The evolution of solid tumor cancer treatment has historically centered on a tripartite approach that includes surgery, chemotherapy or radiation therapy, and other tumor-specific treatments. More recently, the emergence of immunotherapy has signaled a potential paradigm shift in how tumors of these types are treated.
Immunotherapies such as antibody blockade of T cell co-inhibitory receptors programmed cell death protein 1 (PD-1) and cytotoxic T-lymphocyte-associated protein 4 (CTLA-4), also known as immune checkpoint blockade, strives to unleash the patient's own immune system in order to eradicate the tumor. Unfortunately, many patients do not reap the benefits of these treatments, as the effectiveness of immunotherapy treatments is subject to factors such as a failure of tumor T cell infiltration and an immunosuppressive tumor microenvironment.

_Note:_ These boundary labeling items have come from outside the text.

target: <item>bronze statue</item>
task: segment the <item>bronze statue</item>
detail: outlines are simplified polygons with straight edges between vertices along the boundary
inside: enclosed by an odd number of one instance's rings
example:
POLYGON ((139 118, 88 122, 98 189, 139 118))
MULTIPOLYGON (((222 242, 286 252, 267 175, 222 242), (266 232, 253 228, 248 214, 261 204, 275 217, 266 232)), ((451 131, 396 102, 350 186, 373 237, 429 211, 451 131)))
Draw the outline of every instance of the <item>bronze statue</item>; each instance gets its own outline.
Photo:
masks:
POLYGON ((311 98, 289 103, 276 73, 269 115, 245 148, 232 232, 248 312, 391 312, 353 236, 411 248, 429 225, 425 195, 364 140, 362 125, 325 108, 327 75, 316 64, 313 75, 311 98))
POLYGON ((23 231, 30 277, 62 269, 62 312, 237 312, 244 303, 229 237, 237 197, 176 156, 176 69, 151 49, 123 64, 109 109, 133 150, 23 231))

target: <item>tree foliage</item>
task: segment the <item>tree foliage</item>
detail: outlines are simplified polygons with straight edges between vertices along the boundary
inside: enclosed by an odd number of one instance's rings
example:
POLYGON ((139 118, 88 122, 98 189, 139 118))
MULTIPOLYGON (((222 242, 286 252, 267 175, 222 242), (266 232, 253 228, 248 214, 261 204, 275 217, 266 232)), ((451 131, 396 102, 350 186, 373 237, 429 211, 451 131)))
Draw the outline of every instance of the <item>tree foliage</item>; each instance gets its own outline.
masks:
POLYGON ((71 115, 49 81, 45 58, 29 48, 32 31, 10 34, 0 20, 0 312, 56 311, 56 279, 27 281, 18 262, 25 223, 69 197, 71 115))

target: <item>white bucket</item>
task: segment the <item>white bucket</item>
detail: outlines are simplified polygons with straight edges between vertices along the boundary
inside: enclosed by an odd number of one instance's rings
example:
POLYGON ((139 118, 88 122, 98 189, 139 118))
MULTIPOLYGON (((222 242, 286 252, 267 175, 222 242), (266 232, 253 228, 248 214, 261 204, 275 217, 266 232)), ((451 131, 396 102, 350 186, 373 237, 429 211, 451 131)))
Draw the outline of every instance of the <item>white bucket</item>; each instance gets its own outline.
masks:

These “cold tumors” present a barrier to more widespread success of immunotherapy for cancer treatment.
Given the limited but remarkable success of immune checkpoint blockade, recent research efforts have been focused on identifying new targets for improving immunotherapy effectiveness in the immunosuppressive tumor microenvironment. One such target is T cell immunoreceptor with Ig and ITIM domains (TIGIT).
TIGIT is a co-inhibitory receptor expressed by regulatory T cells, activated CD8+ and CD4+ T cells, and natural killer (NK) cells1. TIGIT has been shown to alter the production of IL-12 and IL-10 through binding competition for CD155 on dendritic cells (DCs), and can also directly inhibit the function of T cells and NK cells, both impeding T cell proliferation and NK cell cytotoxicity and IFN-γ production2. TIGIT is also believed to hinder CD226 activation, with the expression balance between the two required for proper regulation of CD4+ T cell T-bet expression and IFN-γ production2. TIGIT has multiple mechanisms of immune inhibition, emphasizing its importance as a research target for improving immunotherapies.
An additional obstacle to effective immunotherapy is T-cell exhaustion. Exhausted T cells do not respond well to immunotherapy, and TIGIT likely plays a role in this as well. TIGIT is expressed by terminally exhausted CD8+ T cell subsets in tumors, alongside other co-inhibitory receptors such as PD-1, CTLA-4, T cell immunoglobulin, and mucin domain-containing molecule-3 (TIM-3), and lymphocyte activation gene 3 (LAG-3). Coexpression of TIGIT and other co-inhibitory receptors can abrogate proliferation and cytokine production of tumor antigen-specific CD8+ T cells3,4.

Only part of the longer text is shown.